Respuesta :
Answer:
a) 0.59483
b) 0.88493
c) Option D is correct.
Since the original population has a normal distribution, the distribution of sample means is a normal distribution for any sample size.
Step-by-step explanation:
This is a normal distribution problem with
μ = mean = 73 beats per minute
σ = standard deviation = 12.5 beats per minute
The probability that a female's pulse rate is less than 76 beats per minute. P(x < 76)
To do this, we first normalize/standardize the 76 beats per minute
The standardized score for any value is the value minus the mean then divided by the standard deviation.
z = (x - μ)/σ = (76 - 73)/12.5 = 0.24
To determine the probability that a female's pulse rate is less than 76 beats per minute. P(x < 76) = P(z < 0.24)
We'll use data from the normal probability table for these probabilities
P(x < 76) = P(z < 0.24) = 0.59483
b) If 25 adult females are randomly selected, the probability that they have pulse rates with a mean less than 76 beats per minute.
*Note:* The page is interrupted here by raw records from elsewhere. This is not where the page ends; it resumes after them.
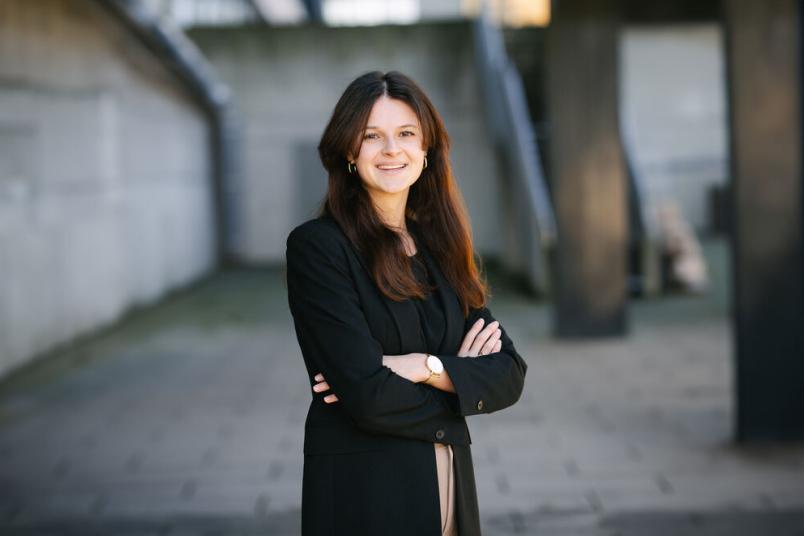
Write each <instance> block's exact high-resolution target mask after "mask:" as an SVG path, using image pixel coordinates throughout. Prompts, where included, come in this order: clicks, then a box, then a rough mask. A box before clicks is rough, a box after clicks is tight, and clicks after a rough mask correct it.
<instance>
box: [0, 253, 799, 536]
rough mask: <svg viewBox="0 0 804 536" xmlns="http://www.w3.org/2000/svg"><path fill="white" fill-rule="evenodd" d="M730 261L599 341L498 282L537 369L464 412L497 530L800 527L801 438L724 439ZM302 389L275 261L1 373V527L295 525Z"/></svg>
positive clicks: (520, 341) (268, 530) (582, 534)
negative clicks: (689, 290)
mask: <svg viewBox="0 0 804 536" xmlns="http://www.w3.org/2000/svg"><path fill="white" fill-rule="evenodd" d="M708 252H709V254H710V256H712V258H713V259H714V260H716V261H718V262H716V263H715V266H721V265H722V262H721V261H722V260H723V258H724V256H725V252H724V250H723V247H722V245H720V244H714V245H711V246H710V247H709V248H708ZM716 276H717V277H716V279H717V281H718V284H717V285H716V286H715V288H714V290H713V292H711V293H710V294H709V295H707V296H705V297H699V298H693V297H671V298H665V299H662V300H655V301H641V302H638V303H636V304H634V306H633V307H632V310H631V317H632V328H633V329H632V333H631V335H630V336H629V337H627V338H624V339H612V340H605V341H598V342H594V343H591V342H585V343H584V342H559V341H556V340H553V339H551V338H550V337H549V324H550V317H549V309H548V308H547V307H546V306H545V305H544V304H539V303H534V302H532V301H528V300H526V299H524V298H521V297H517V296H516V295H515V294H513V293H511V292H510V291H507V290H506V289H505V288H498V289H497V295H496V297H495V299H494V301H493V302H492V310H493V311H494V313H495V315H496V316H497V317H498V318H499V319H501V321H502V322H503V323H504V325H505V326H506V327H507V329H508V330H509V331H510V332H511V334H512V338H513V339H514V341H515V343H516V344H517V346H518V348H519V350H520V353H521V354H522V355H523V356H524V357H525V358H526V360H527V361H528V363H529V365H530V368H529V373H528V378H527V386H526V392H525V394H524V396H523V398H522V400H521V401H520V403H519V404H518V405H516V406H514V407H513V408H510V409H508V410H505V411H503V412H499V413H497V414H494V415H484V416H478V417H472V418H471V419H470V427H471V428H472V437H473V439H474V444H473V452H474V457H475V466H476V476H477V482H478V487H479V495H480V505H481V514H482V515H481V517H482V520H483V525H484V534H486V535H487V536H488V535H503V534H538V535H548V536H558V535H567V536H568V535H580V536H585V535H596V536H597V535H609V536H613V535H620V536H637V535H650V536H654V535H655V536H665V535H666V536H686V535H693V534H695V535H706V536H715V535H718V536H720V535H737V536H745V535H762V536H766V535H769V536H770V535H772V536H775V535H791V536H792V535H799V536H800V535H804V445H802V444H799V445H792V446H765V447H753V448H736V447H735V446H733V445H732V444H731V443H730V437H731V434H732V424H731V423H732V409H731V408H732V392H731V383H732V377H731V375H732V369H731V357H730V356H731V335H730V332H729V326H728V324H727V321H726V301H725V298H724V296H725V292H724V289H726V288H728V283H727V281H726V280H725V279H723V278H722V277H721V275H720V274H719V272H716ZM309 397H310V394H309V391H308V386H307V382H306V379H305V372H304V367H303V365H302V362H301V357H300V355H299V351H298V348H297V346H296V341H295V336H294V334H293V331H292V325H291V323H290V317H289V314H288V312H287V307H286V301H285V294H284V287H283V285H282V274H281V273H279V272H275V271H274V272H271V271H237V272H228V273H224V274H221V275H219V276H216V277H215V278H213V279H211V280H209V281H207V282H205V283H204V284H202V285H200V286H198V287H196V288H194V289H192V290H190V291H187V292H184V293H181V294H180V295H177V296H174V297H173V298H171V299H170V300H168V301H166V302H165V303H163V304H162V305H160V306H159V307H156V308H152V309H149V310H147V311H143V312H140V313H137V314H134V315H132V316H131V317H130V318H129V319H128V320H127V321H126V322H124V323H122V324H121V325H119V326H118V327H116V328H114V329H112V330H110V331H109V332H106V333H104V334H102V335H99V336H96V337H93V338H91V339H88V340H85V341H81V342H78V343H76V344H74V345H73V346H71V347H70V348H67V349H64V350H62V351H60V352H57V353H54V354H53V355H52V356H49V357H48V358H47V359H44V360H42V361H41V362H40V365H39V366H37V367H36V368H33V369H30V370H28V371H26V372H25V373H24V374H20V375H17V376H16V377H14V378H12V379H11V381H7V382H6V383H5V384H3V385H2V386H0V534H2V535H18V534H19V535H37V536H41V535H45V534H54V535H56V534H74V535H81V536H85V535H91V534H115V535H117V534H119V535H127V536H128V535H132V536H133V535H154V534H159V535H167V534H169V535H202V534H203V535H213V534H214V535H252V534H254V535H256V534H261V535H290V534H298V532H299V501H300V489H301V487H300V484H301V483H300V479H301V454H300V453H301V441H302V425H303V419H304V413H305V409H306V406H307V402H308V400H309Z"/></svg>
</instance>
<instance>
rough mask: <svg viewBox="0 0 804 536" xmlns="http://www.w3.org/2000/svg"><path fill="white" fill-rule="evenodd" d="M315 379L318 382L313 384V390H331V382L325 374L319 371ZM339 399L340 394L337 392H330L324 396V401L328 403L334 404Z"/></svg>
mask: <svg viewBox="0 0 804 536" xmlns="http://www.w3.org/2000/svg"><path fill="white" fill-rule="evenodd" d="M313 379H314V380H315V381H317V382H318V383H317V384H315V385H313V391H315V392H316V393H323V392H324V391H329V384H328V383H327V382H326V380H325V379H324V375H323V374H321V373H320V372H319V373H318V374H316V375H315V378H313ZM337 401H338V396H337V395H336V394H335V393H332V394H329V395H327V396H325V397H324V402H326V403H327V404H332V403H334V402H337Z"/></svg>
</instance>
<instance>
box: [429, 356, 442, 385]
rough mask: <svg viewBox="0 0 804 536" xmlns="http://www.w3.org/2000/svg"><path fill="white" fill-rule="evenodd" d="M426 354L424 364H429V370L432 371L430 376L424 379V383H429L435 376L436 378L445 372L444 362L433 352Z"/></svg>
mask: <svg viewBox="0 0 804 536" xmlns="http://www.w3.org/2000/svg"><path fill="white" fill-rule="evenodd" d="M424 355H426V356H427V358H426V359H425V360H424V364H425V366H427V370H429V371H430V376H428V377H427V379H426V380H424V383H428V382H429V381H430V380H431V379H433V376H435V377H436V378H438V377H439V376H441V373H442V372H444V363H442V362H441V360H440V359H438V358H437V357H436V356H434V355H432V354H424Z"/></svg>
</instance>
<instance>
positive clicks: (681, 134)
mask: <svg viewBox="0 0 804 536" xmlns="http://www.w3.org/2000/svg"><path fill="white" fill-rule="evenodd" d="M723 57H724V55H723V46H722V38H721V30H720V28H719V26H718V25H716V24H715V23H698V24H677V25H668V26H653V25H652V26H645V27H641V26H631V27H627V28H625V29H624V31H623V33H622V35H621V37H620V59H621V61H620V66H621V71H620V72H621V74H620V87H621V90H620V91H621V94H620V103H621V104H620V106H621V121H622V132H623V138H624V140H623V141H624V142H625V143H626V144H628V145H629V146H630V148H631V149H630V155H631V157H632V158H633V163H634V167H635V172H636V173H637V175H638V178H640V179H641V183H642V186H643V193H644V194H645V196H646V197H645V202H646V208H647V209H648V214H649V216H655V213H656V208H657V207H658V206H659V205H660V204H661V203H663V202H664V201H666V200H674V201H675V202H677V203H678V204H679V206H680V207H681V209H682V211H683V214H684V216H685V217H686V219H687V220H688V221H689V222H690V223H692V225H693V226H695V227H696V228H698V229H705V228H707V227H708V223H709V222H710V215H709V211H708V198H707V192H708V191H709V189H710V188H711V187H712V186H714V185H722V184H724V183H725V182H726V180H727V176H728V170H727V162H728V142H727V124H726V106H725V105H726V98H725V78H724V77H725V68H724V61H723Z"/></svg>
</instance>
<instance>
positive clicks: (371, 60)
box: [188, 21, 505, 263]
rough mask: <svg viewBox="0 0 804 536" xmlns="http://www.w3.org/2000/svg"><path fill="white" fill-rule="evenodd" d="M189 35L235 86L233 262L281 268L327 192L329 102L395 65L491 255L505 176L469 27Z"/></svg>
mask: <svg viewBox="0 0 804 536" xmlns="http://www.w3.org/2000/svg"><path fill="white" fill-rule="evenodd" d="M188 35H189V37H190V38H191V39H193V40H194V41H195V42H196V43H197V44H198V46H199V47H200V48H201V50H202V51H203V53H204V55H205V56H206V57H207V59H208V60H209V61H210V63H212V65H213V66H214V67H215V69H216V71H217V72H218V74H219V75H220V77H221V79H223V80H224V81H225V82H226V83H227V84H228V85H229V86H230V87H231V89H232V92H233V96H234V106H235V107H236V110H237V112H238V114H237V115H238V118H239V122H240V130H241V133H242V140H241V155H242V171H241V173H240V174H239V176H238V177H237V178H235V179H234V180H232V181H231V182H230V184H229V185H228V188H229V194H228V195H229V198H228V201H227V202H228V203H229V205H230V212H231V213H232V214H233V215H234V216H233V218H234V220H233V222H232V226H231V228H230V229H227V233H228V236H227V243H228V244H231V248H232V253H233V254H234V255H235V256H236V257H238V258H240V259H242V260H244V261H248V262H259V263H271V262H274V263H275V262H280V261H282V259H283V255H284V247H285V237H286V236H287V234H288V233H289V232H290V230H291V229H293V227H295V226H296V225H298V224H299V223H301V222H302V221H304V220H306V219H308V218H310V217H312V216H313V215H314V213H315V211H316V209H317V208H318V205H319V203H320V201H321V200H322V198H323V196H324V193H325V191H326V185H327V177H326V173H325V171H324V168H323V167H322V165H321V162H320V161H319V159H318V153H317V152H316V147H317V146H318V141H319V139H320V137H321V134H322V132H323V131H324V127H325V126H326V123H327V121H328V120H329V118H330V116H331V114H332V110H333V108H334V107H335V103H336V102H337V100H338V98H339V97H340V95H341V93H342V92H343V90H344V89H346V86H347V85H348V84H349V82H351V81H352V80H353V79H355V78H356V77H357V76H359V75H361V74H363V73H365V72H368V71H373V70H380V71H390V70H394V69H396V70H400V71H402V72H404V73H406V74H408V75H410V76H412V77H413V78H414V79H415V80H416V81H417V82H418V83H419V84H420V85H421V86H422V87H423V88H424V90H425V91H426V92H427V94H428V96H429V97H430V98H431V100H432V101H433V104H434V105H435V106H436V108H437V109H438V111H439V113H440V114H441V115H442V116H443V118H444V122H445V124H446V127H447V130H448V131H449V134H450V136H451V138H452V143H453V145H452V162H453V166H454V171H455V177H456V180H457V182H458V184H459V186H460V188H461V192H462V193H463V195H464V197H465V199H466V204H467V207H468V209H469V211H470V213H471V215H472V218H473V231H474V236H475V241H476V244H477V245H478V248H479V249H480V251H482V252H483V253H484V254H487V255H492V254H499V251H498V249H499V244H500V241H499V240H498V239H497V237H498V236H499V234H500V233H501V231H500V229H501V228H502V224H501V221H500V217H501V216H500V213H501V211H502V210H504V208H503V206H502V204H501V199H502V198H503V197H502V193H501V189H502V188H504V184H505V181H504V180H500V177H499V172H498V168H497V162H496V157H495V155H494V152H493V149H492V147H491V140H490V133H489V132H487V129H486V126H485V124H484V111H483V108H482V103H481V95H480V83H479V81H478V79H477V76H478V74H477V71H476V69H475V57H474V43H473V41H472V27H471V22H469V21H456V22H439V23H435V22H428V23H424V24H417V25H413V26H411V25H404V26H401V25H384V26H375V27H338V28H328V27H323V26H318V25H301V26H296V27H265V26H252V27H242V28H230V29H222V28H196V29H192V30H190V31H189V34H188ZM344 165H345V162H344Z"/></svg>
This is still a normal distribution problem
The mean of the sample = The population mean
μₓ = μ = 73 beats per minute
But the standard deviation of the sample is related to the standard deviation of the population through the relation
σₓ = σ/√n
where n = Sample size = 25
σₓ = 12.5/√25
σₓ = 2.5
we then normalize/standardize the 76 beats per minute
z = (x - μ)/σ = (76 - 73)/2.5 = 1.20
To determine the probability that the mean of 25 female's pulse rate is less than 76 beats per minute. P(x < 76) = P(z < 1.20)
We'll use data from the normal probability table for these probabilities
P(x < 76) = P(z < 1.20) = 0.88493
c) The problem was to find the probability thay the sample mean is less than a value.
For a normal distribution, the distribution of sample mean too, is normal. It is as simple as that.